What should I do about this?
A familiar sensation returned, a kind of restless energy. I’ve been here before. Ideas, data, opinions. connections. A colleague once described me in this state as, ‘ .. an ideas factory .. a mini-think tank.’
When I am overwhelmed like this, I turn to models or frameworks to provide structure.
I tried various formulations. One stuck. Since 2024, I have used this question to organise my thinking on this topic:
How do I live my best life in the world’s greatest city during this climate emergency?
The rest fell into place quickly. I considered different ways to answer that question but settled on publishing a blog. This would do several things:
writing helps me think clearly
the result is a knowledge base
and publishing creates accountability
The blog will also buttress my credentials.

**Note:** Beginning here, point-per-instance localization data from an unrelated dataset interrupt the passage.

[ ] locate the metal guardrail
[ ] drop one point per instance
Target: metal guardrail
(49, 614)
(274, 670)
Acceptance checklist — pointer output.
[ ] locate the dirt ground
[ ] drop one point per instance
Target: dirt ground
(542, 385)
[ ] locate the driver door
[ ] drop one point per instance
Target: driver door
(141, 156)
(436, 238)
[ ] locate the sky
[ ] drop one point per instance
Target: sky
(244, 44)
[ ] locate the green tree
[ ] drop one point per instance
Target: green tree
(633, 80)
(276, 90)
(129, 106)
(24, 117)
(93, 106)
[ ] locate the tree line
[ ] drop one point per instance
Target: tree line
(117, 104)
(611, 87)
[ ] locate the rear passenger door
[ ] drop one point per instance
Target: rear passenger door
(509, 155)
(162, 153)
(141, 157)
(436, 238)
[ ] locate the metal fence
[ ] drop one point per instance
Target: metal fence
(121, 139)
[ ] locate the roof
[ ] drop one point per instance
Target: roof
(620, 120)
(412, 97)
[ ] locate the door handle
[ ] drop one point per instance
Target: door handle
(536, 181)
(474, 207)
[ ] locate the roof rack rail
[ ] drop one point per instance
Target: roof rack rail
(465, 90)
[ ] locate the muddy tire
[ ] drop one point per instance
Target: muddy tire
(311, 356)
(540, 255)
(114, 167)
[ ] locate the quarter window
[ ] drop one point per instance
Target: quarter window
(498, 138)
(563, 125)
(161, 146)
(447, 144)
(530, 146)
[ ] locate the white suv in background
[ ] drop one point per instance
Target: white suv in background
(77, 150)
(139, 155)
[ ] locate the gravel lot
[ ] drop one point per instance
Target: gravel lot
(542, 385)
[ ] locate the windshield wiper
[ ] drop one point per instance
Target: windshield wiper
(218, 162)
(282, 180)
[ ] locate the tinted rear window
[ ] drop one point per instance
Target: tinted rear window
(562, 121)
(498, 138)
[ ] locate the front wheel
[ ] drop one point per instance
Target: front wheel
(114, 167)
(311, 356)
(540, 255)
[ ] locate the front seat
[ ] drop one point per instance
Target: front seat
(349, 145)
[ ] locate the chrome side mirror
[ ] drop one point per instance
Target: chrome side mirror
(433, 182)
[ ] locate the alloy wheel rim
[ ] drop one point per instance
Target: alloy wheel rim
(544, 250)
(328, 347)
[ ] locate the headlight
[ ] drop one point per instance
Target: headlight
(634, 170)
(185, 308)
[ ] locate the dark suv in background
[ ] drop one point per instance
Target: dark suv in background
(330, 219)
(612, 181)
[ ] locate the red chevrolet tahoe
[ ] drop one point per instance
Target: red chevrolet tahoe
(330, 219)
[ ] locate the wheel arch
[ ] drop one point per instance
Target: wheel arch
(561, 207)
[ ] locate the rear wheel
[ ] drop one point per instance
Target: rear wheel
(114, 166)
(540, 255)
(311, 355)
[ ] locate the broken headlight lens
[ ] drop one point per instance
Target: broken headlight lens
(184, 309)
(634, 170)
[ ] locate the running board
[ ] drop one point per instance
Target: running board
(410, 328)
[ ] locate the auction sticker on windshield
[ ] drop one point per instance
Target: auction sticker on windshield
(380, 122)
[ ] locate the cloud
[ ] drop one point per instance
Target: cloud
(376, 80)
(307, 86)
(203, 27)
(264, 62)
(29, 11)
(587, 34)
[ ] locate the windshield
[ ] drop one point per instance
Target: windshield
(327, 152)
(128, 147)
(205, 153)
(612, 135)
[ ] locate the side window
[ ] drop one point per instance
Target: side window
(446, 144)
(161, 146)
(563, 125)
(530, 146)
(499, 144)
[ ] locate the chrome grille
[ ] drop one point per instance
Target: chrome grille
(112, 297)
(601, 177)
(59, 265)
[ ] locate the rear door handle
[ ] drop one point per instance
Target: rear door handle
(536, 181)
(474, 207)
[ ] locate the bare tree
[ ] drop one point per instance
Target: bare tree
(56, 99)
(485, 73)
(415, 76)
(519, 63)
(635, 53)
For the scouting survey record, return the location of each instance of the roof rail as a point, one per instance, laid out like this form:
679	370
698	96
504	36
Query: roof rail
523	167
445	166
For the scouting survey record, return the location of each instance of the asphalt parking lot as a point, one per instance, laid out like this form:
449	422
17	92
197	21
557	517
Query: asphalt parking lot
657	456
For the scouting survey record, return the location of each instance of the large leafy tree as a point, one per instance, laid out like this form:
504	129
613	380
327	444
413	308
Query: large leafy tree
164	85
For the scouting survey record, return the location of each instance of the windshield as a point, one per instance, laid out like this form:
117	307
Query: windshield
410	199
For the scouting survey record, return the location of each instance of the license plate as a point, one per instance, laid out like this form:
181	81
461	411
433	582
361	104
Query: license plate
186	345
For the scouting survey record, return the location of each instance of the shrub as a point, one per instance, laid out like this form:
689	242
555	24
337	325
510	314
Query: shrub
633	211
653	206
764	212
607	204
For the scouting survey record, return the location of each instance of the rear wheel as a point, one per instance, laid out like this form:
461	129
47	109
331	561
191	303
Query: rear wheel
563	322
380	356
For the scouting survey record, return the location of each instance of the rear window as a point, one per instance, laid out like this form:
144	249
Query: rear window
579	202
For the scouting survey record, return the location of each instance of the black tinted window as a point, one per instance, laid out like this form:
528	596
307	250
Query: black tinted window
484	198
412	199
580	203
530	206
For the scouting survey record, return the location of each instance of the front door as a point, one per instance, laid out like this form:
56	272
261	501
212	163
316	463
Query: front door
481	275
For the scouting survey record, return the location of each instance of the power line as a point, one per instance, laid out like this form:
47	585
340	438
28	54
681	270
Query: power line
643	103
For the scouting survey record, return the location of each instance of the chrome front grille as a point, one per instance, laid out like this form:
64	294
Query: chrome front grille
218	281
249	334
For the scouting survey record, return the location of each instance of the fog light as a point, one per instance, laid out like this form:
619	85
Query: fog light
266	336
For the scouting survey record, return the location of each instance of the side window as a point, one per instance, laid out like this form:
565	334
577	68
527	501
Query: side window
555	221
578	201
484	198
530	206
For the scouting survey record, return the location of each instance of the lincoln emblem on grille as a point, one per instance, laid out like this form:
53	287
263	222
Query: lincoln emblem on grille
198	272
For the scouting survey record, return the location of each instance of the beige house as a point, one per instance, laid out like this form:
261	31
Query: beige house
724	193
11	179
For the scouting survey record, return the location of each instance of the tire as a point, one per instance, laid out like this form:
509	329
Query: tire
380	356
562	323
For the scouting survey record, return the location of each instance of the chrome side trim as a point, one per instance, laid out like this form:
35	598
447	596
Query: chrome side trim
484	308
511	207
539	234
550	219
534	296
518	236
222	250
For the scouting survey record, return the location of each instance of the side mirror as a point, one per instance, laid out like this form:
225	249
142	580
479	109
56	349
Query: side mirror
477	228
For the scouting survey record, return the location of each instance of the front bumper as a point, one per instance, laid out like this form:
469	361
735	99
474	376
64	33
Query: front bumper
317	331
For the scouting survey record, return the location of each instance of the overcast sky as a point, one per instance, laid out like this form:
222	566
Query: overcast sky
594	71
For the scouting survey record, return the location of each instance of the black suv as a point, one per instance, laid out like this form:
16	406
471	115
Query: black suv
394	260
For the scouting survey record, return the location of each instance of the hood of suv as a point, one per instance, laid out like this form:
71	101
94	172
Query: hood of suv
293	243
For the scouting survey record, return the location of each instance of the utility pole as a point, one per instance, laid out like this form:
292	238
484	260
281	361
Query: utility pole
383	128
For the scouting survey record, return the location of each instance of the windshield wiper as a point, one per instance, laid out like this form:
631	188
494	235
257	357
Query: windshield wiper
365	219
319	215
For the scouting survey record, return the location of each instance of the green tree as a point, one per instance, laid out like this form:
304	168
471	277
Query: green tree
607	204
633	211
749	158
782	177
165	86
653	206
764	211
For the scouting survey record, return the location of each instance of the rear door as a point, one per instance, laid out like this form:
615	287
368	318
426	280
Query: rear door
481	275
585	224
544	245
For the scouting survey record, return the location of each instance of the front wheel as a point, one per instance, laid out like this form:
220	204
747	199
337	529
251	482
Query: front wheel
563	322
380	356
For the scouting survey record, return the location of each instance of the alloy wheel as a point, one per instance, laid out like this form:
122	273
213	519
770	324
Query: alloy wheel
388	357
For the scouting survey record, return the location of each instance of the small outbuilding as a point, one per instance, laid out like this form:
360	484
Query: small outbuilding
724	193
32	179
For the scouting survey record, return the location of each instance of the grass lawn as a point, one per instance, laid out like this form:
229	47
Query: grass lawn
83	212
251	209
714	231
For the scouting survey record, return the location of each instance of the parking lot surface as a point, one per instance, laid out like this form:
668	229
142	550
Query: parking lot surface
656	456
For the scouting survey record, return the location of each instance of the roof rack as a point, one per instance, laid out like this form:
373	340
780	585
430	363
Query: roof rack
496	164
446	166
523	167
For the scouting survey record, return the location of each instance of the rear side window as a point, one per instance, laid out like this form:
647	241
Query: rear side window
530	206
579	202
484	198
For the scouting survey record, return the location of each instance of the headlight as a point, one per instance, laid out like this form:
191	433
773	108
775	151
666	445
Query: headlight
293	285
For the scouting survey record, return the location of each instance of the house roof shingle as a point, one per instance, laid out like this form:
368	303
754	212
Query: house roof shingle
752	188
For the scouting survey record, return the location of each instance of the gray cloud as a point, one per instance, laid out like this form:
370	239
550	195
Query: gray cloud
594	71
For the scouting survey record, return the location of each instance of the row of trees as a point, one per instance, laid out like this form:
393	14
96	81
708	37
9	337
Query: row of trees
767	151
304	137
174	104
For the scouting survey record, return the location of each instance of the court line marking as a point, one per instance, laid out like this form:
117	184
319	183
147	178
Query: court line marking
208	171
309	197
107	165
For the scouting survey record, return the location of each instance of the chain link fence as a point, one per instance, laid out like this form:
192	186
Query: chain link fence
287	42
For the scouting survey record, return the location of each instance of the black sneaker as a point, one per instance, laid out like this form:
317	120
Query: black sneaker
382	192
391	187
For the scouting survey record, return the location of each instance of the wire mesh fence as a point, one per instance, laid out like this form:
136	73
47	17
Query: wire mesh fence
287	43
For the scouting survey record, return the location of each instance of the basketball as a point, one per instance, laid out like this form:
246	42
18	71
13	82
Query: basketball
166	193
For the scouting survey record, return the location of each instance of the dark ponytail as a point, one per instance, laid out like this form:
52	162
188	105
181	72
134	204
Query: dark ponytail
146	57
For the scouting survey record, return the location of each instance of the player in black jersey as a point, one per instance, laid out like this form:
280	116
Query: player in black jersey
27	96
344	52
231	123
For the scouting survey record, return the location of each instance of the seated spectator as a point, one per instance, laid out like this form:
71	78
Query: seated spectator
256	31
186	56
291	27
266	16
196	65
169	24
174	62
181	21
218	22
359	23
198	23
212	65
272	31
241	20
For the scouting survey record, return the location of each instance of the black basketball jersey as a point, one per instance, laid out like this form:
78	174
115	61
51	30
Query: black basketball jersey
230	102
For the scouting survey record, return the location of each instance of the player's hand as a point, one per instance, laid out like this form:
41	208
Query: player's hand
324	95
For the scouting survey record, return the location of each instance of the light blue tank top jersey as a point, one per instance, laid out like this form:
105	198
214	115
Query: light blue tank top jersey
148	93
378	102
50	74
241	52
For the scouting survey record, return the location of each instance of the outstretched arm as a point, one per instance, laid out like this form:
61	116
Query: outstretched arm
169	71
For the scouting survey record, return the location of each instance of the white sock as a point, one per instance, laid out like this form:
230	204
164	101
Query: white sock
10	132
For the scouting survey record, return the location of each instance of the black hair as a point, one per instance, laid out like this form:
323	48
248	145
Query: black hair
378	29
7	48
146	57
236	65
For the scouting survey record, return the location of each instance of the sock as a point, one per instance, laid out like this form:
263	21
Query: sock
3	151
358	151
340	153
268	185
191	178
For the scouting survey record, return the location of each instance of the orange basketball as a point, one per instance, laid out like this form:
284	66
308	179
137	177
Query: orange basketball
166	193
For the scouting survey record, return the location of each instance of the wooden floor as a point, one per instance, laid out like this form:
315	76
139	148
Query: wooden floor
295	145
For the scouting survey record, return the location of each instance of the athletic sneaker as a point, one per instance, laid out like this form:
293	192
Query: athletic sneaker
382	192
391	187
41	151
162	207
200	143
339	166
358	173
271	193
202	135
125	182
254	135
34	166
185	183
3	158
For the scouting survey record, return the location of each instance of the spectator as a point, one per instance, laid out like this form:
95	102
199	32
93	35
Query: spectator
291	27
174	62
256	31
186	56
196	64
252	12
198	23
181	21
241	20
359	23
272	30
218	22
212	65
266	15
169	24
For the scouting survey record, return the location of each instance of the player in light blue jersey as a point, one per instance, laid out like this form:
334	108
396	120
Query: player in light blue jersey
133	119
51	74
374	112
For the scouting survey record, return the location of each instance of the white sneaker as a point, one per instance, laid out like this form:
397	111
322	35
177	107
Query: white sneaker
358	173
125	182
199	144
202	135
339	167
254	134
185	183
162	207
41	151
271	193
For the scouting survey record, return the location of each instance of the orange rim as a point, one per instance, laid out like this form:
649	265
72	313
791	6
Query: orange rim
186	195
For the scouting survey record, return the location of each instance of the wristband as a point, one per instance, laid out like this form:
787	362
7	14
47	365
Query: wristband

I am going to need the help of many others to do this. The blog should reassure them this is a serious endeavour.

This is for me, for now
My blog started with an earlier version of this article in January, 2025. In March I felt sufficiently encouraged by the blog to commit to another year.
I plan to grow Bridged slowly and deliberately. At this stage, I’m not promoting it widely or chasing subscribers. It’s a place to think things through, learn in public, and see where ideas go. A workshop, not a platform.
If you’ve read this far, thank you. I hope you’ll take what follows in the spirit it’s offered.
My name is Andy Conroy.
I live in south-west London and have lifetime’s commitment to the public realm.
I am an amateur writer and an aspiring place-maker and environmentalist.
I care deeply about these issues and my city.
I am trying to age with mischief, grace, and a lighter footprint.